Sinds enkele jaren is in artikel 410a van het wetboek van strafvordering geregeld dat – kort gezegd – in zaken waarin de verdachte in eerste aanleg is veroordeeld en daarbij geen hogere geldboete dan € 500 is opgelegd, het ingestelde hoger beroep slechts ter terechtzitting van het gerechtshof wordt behandeld indien dit naar het oordeel van de voorzitter in het belang van een goede rechtsbedeling is vereist. Ten aanzien van deze ‘voorbeslissing’ van de voorzitter zijn in de wet geen procedures vastgelegd. Zo wordt geen hoor en wederhoor toegepast en is er geen recht voor de verdachte om zijn belang bij het hoger beroep nader te motiveren. Ook is niet duidelijk of de voorzitter ten tijde van het nemen van zijn beslissing beschikt over het onderliggende strafdossier.
Wij hebben ons als kantoor vanaf de invoering verzet tegen dit verlofstelsel. Van ons kantoor is eveneens een tweetal zaken aanhangig gemaakt bij het EHRM. In deze zaken is nog geen uitspraak gedaan.
Het EHRM oordeelt nu (r.o. 47) “that the denial of leave to appeal in the present case could not be based on a full and thorough evaluation of the relevant factors”. Het lijkt er dus op dat het EHRM als eis stelt dat bij de verlofbeslissing door de voorzitter alle relevante feiten en omstandigheden moeten worden meegewogen. De aanwezigheid van het strafdossier is hiervoor van belang. Of deze uitspraak ook een hoorrecht van de verdachte impliceert, is niet duidelijk.

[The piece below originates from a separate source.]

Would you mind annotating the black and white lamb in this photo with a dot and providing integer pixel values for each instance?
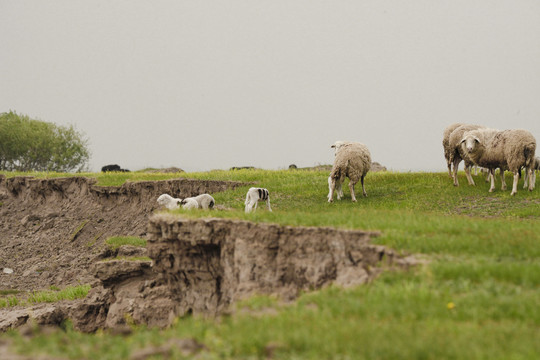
(253, 196)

Hoewel het EHRM niet oordeelt dat het verlofstelsel in zijn geheel in strijd is met het Europees Verdrag, is de uitspraak een eerste indicatie dat het verlofstelsel in Nederland niet of onvoldoende in procedures is vastgelegd. Het ziet er naar uit dat kort na de invoering van dit verlofstelsel de wetgever de regeling alweer moet aanpassen.